Building on Cathedrals

AI-Driven Insights into Architectural Heritage

Building on Cathedrals Exhibition Poster

Building on Cathedrals brings together cutting-edge AI technology and Lambeth Palace Library’s rich collections of medieval cathedral architecture. In partnerships with Cardiff University Special Collections and Archives & Wyoming Universities, this project explores how AI-driven tools, such as image recognition, OCR, and caption detection, are enhancing access to England’s ecclesiastical heritage by transforming these historical materials into digital formats.

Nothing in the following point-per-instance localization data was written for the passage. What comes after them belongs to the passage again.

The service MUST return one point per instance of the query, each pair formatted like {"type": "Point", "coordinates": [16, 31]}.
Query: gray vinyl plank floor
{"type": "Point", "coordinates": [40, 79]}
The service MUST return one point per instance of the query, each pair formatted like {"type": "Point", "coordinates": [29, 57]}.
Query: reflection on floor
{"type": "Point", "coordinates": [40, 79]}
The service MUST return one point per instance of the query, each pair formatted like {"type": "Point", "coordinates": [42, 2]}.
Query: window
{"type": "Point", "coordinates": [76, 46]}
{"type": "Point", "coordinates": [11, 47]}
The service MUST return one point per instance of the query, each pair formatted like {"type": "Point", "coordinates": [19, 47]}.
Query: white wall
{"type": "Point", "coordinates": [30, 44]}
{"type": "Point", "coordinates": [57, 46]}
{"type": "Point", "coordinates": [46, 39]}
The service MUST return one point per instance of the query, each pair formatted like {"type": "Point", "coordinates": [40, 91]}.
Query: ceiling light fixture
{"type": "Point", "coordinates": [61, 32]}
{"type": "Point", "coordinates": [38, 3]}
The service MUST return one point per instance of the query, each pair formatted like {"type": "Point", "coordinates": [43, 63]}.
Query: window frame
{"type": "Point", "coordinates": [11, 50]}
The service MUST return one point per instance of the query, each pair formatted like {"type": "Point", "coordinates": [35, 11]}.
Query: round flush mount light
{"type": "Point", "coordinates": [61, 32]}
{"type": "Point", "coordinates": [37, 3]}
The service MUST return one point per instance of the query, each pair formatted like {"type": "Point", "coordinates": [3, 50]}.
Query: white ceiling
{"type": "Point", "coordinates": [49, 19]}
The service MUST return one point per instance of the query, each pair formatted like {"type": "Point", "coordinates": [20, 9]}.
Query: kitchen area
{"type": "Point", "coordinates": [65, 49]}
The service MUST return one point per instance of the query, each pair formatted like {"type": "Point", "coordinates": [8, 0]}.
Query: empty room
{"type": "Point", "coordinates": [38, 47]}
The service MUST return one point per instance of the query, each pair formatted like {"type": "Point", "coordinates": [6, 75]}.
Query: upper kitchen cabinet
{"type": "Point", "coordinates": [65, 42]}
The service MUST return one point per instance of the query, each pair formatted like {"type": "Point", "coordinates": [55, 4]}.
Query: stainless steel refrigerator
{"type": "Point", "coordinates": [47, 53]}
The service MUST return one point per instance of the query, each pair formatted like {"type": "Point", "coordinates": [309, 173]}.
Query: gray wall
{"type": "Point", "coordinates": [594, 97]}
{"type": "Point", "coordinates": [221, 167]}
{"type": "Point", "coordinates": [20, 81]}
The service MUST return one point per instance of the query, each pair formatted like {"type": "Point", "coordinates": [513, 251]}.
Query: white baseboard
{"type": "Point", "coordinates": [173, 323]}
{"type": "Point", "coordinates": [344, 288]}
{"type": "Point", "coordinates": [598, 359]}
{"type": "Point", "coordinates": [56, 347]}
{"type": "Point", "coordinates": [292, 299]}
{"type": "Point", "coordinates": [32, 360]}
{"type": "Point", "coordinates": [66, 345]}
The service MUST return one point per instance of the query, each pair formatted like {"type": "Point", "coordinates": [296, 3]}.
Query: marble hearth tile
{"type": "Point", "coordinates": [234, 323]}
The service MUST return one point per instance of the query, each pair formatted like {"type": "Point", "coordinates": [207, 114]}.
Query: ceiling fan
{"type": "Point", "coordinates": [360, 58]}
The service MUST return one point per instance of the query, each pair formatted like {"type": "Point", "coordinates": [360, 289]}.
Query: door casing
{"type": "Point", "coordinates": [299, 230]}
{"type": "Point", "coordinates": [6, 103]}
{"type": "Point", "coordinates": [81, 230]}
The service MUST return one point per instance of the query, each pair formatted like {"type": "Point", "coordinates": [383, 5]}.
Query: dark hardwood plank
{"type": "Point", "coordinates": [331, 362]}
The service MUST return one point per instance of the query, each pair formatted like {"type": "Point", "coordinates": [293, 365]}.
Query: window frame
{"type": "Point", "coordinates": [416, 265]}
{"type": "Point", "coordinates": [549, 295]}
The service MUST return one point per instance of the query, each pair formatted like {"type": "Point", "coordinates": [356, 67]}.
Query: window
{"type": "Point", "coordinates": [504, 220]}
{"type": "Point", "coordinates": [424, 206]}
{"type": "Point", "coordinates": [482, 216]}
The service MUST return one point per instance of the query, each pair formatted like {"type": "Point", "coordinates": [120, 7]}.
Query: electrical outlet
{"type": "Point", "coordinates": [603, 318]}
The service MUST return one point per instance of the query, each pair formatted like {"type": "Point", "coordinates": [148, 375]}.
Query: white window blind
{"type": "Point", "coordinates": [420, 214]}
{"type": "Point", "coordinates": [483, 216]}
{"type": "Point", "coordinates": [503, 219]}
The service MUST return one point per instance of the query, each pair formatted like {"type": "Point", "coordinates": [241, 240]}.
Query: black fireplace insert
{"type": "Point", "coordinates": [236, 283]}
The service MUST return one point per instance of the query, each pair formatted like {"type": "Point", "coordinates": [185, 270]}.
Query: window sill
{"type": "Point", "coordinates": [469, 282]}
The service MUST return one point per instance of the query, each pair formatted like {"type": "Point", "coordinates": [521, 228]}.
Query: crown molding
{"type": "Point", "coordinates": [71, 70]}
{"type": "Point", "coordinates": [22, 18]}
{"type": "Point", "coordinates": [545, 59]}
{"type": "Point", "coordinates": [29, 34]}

This digital exhibition, complementing the physical showcase curated and designed by Camille Koutoulakis at Lambeth Palace Library, invites audiences—academics, cultural heritage conservators, architects, and curious minds alike—to explore the intricate world of cathedral architecture. Using innovative technologies, fine-tuned AI classifications, and rich contextual resources, the project and exhibition highlights the intersection of cultural heritage and digital humanities.

Building on Cathedrals is funded by the National Endowment for Humanities [FAIN: HND-284954-22] and the Arts and Humanities Research Council [AH/W005417/1].

Print of Westminster Abbey

Preserving History in High Definition

With advanced imaging techniques, we’ve photographed over 3,000 images from 22 medieval cathedrals across England, converting delicate historical materials into high-resolution digital formats. This technical endeavour ensures the long-term preservation of invaluable records, while enhancing their accessibility for research and public engagement. By integrating these assets into Lambeth Palace Library’s digital collections, we provide a durable platform for analysis and exploration of medieval architectural heritage.

Unlocking the treasures of our collections

A detailed architectural drawing of Old Saint Paul's, featuring pointed arches, a central nave, and a bell tower. Hollar, engr. W. Finden

Step into the past with an extraordinary selection of 16th – 19th century prints, including engravings, lithographs, and ground plans. These artworks offer intricate views and technical designs, some by celebrated artists, making them a goldmine for architectural studies. See the full catalogue of images.

Intricately carved gothic cloister ceiling with ribbed vaults and large arched windows from Gloucester Cathedral. MS 5180

Uncover rare 19th – 20th century documentary photographs – like the 19th century glass plates photographs by Thomas Hennell Harrison and Reverend Mann or albumen prints by John W.T. Keene. These photographs provide unparalleled clarity and reveal details of stone carvings, stained glass, and soaring vaults. See the full catalogue of images.

A stone statue of St. Peter holding a book and a model of a cathedral building, set against a stone wall with decorative columns.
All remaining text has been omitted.